Moody women cannot blame ‘time of the month’
WOMEN have long claimed their monthly period makes them more irritable or stressed.
Now, however, scientists have said the idea that a woman’s menstrual cycle affects her thinking is nothing more than a myth.
According to some previous studies, women are more impulsive and moody before their period, and more “rational” afterwards.
But the latest research says that while women may feel their thinking became altered, this was not the case when studied scientifically.
It seems that despite hormone levels fluctuating enormously in a woman’s body, they have no effect on her ability to remember or make decisions.
The findings suggest that the cause of the problems may actually lie elsewhere.
Professor Brigitte Leeners and her team examined three aspects of mental abilities over two menstrual cycles.
They concluded that the levels of the hormones oestrogen, progesterone and testosterone had no impact on working memory, which is the ability to remember facts while completing a task.
Nor did it have any effect on cognitive bias, the likelihood that thinking would be skewed one way or another.
And women were just as able to pay attention to two things at once, the researchers found.
The authors said none of the hormones had any replicable, consistent effect on thinking.
Leeners said: “As a specialist in reproductive medicine and a psychotherapist, I deal with many women who have the impression that the menstrual cycle influences their well-being and cognitive performance.”
She wondered whether this anecdotal evidence could be scientifically proved, and attempted to shed some light on the controversial topic.
The team, from the Hanover Medical School and University Hospital Zurich, monitored 68 women.
Analysis of the results from the first cycle suggested that cognitive bias and attention were affected, but these results weren’t replicated in the second cycle.

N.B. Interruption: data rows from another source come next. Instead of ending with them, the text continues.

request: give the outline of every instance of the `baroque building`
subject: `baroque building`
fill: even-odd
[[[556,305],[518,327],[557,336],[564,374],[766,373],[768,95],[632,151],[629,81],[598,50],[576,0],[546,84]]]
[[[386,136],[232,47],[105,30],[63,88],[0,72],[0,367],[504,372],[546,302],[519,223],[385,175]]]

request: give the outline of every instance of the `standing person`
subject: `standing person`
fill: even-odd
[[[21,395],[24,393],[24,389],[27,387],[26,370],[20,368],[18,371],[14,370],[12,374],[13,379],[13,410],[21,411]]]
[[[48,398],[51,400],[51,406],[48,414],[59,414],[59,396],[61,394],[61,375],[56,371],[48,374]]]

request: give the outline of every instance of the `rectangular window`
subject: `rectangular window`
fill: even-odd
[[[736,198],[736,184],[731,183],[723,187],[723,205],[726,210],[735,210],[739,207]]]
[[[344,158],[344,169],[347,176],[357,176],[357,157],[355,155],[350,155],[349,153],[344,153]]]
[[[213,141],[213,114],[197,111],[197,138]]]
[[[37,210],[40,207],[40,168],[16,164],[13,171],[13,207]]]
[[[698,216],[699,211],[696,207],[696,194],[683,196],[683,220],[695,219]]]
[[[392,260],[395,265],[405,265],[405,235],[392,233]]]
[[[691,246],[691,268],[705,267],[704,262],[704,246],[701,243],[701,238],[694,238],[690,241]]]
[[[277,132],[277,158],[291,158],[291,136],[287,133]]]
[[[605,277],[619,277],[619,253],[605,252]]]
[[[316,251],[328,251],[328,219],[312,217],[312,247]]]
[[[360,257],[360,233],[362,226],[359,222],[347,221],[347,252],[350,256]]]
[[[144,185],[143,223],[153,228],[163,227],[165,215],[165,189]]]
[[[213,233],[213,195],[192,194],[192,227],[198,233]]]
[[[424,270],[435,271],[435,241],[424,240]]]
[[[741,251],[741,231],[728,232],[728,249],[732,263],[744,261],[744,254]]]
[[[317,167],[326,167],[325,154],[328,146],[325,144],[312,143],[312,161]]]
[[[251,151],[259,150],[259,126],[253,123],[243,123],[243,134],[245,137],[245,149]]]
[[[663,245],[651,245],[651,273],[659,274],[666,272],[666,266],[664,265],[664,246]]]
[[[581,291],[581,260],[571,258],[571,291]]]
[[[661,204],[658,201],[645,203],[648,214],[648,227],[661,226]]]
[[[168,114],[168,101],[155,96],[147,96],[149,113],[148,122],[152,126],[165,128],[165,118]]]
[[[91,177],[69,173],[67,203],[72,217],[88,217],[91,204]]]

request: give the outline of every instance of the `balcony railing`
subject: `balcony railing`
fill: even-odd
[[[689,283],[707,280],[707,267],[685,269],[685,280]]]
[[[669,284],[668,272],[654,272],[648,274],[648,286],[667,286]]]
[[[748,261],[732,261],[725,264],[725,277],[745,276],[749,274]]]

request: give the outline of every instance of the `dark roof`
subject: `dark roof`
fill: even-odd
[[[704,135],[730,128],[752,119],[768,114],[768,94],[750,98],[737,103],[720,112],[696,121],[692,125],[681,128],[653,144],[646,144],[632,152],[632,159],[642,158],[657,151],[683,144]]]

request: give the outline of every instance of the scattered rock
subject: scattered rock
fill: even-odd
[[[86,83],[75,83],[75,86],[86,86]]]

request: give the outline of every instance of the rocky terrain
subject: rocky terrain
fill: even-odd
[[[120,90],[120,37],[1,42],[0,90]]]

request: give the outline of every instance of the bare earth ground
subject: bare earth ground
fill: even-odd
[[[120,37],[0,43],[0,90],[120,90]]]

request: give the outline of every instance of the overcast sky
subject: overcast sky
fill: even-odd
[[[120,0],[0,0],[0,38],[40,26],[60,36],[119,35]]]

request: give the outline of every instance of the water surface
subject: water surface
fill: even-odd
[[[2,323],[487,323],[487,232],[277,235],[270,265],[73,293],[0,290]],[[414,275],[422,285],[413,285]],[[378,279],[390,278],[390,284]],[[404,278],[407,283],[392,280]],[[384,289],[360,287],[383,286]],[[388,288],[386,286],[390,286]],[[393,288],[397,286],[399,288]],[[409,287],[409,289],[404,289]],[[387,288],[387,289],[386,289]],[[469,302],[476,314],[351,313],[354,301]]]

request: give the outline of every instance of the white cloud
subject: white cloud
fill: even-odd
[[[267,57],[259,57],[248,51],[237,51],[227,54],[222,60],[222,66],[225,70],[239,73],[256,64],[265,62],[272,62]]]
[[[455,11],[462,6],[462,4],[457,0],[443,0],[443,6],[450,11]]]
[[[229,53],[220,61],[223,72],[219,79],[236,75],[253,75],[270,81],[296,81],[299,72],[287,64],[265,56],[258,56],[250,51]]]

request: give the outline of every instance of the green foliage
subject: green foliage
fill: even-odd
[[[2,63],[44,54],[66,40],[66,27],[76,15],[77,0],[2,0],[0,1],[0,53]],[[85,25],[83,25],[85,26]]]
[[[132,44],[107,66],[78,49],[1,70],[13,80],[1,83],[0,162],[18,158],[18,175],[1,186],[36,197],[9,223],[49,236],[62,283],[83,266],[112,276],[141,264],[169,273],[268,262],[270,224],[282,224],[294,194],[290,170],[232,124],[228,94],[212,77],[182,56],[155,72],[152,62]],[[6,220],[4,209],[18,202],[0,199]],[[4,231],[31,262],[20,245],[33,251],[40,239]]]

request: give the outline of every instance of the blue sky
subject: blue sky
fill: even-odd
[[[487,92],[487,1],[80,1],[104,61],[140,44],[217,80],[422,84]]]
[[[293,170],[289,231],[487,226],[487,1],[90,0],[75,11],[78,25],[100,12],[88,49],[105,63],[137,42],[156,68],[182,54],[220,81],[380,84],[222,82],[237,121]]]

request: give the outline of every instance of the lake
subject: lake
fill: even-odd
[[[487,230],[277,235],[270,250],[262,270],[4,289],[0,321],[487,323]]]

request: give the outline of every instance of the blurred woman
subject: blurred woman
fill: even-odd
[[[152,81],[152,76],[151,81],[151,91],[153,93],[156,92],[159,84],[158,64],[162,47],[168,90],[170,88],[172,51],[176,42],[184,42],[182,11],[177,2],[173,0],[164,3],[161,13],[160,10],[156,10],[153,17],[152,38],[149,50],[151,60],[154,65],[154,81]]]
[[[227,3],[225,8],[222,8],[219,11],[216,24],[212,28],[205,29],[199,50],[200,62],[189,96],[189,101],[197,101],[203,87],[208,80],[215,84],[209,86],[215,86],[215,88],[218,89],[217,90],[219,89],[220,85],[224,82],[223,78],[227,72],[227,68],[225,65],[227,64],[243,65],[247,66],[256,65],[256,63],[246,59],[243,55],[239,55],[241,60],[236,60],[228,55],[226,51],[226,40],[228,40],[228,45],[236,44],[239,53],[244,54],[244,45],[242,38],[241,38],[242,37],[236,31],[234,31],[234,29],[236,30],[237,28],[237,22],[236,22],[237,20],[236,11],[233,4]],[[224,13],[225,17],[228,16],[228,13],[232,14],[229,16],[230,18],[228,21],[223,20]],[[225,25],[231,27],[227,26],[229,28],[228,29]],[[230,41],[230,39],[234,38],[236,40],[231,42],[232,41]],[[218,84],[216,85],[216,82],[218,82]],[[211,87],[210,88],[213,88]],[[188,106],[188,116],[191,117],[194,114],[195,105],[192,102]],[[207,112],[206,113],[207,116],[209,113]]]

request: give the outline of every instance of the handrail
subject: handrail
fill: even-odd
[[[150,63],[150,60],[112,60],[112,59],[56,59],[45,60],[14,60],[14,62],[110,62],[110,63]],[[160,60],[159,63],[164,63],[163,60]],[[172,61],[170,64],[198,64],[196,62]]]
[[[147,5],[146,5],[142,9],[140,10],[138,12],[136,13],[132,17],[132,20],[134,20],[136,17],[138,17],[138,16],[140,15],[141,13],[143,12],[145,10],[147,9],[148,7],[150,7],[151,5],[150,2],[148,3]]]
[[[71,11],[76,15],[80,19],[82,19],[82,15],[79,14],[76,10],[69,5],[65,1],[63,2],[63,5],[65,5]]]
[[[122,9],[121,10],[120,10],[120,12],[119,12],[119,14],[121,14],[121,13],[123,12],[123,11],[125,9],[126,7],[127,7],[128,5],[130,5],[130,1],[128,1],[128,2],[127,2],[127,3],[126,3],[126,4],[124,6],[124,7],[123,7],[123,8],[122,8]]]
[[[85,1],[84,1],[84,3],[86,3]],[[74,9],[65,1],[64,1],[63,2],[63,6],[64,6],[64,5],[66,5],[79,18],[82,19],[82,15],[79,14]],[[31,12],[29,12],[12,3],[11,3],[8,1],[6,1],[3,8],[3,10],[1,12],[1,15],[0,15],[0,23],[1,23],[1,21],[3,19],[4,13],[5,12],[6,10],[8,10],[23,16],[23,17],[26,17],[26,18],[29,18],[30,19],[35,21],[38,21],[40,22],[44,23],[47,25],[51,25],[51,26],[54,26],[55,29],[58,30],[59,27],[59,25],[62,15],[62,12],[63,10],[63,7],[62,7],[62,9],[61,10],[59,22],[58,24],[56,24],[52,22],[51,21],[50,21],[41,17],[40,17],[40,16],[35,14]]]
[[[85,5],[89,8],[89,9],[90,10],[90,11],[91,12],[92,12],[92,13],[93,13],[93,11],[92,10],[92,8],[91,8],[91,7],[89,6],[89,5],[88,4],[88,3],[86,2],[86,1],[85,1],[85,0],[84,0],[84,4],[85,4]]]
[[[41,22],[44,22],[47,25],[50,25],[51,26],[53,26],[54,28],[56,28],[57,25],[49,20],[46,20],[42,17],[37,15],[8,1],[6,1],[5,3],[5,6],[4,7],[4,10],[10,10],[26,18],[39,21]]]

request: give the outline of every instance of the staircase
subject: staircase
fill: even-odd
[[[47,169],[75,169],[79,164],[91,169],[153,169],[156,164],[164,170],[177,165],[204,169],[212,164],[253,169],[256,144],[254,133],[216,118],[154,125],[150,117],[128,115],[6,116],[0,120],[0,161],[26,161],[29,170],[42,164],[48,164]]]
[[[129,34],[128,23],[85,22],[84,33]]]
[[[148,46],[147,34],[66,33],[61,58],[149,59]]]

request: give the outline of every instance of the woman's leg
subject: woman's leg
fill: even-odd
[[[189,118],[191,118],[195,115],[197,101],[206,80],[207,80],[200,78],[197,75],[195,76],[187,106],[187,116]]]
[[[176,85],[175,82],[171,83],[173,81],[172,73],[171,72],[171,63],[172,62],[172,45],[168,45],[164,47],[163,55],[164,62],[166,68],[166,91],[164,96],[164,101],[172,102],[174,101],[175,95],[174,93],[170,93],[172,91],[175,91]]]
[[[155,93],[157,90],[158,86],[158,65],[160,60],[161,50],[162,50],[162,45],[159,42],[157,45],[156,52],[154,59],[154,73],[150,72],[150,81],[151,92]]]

The team looked for differences in performance between individuals and changes in individuals’ performance over time, and found none.
Leeners said: “The hormonal changes related to the menstrual cycle do not show any association with cognitive performance.
“Although there might be individual exceptions, women’s cognitive performance is in general not disturbed by hormonal changes occurring with the menstrual cycle.”
She said further work on larger samples was needed in order to offer a fuller picture of the way that the menstrual cycle affects the brain.
Other research has found that women often blame feelings of stress on their period – but at other times of the month the complaints are attributed to other causes, such as physical exertion, psychological distress or even the weather.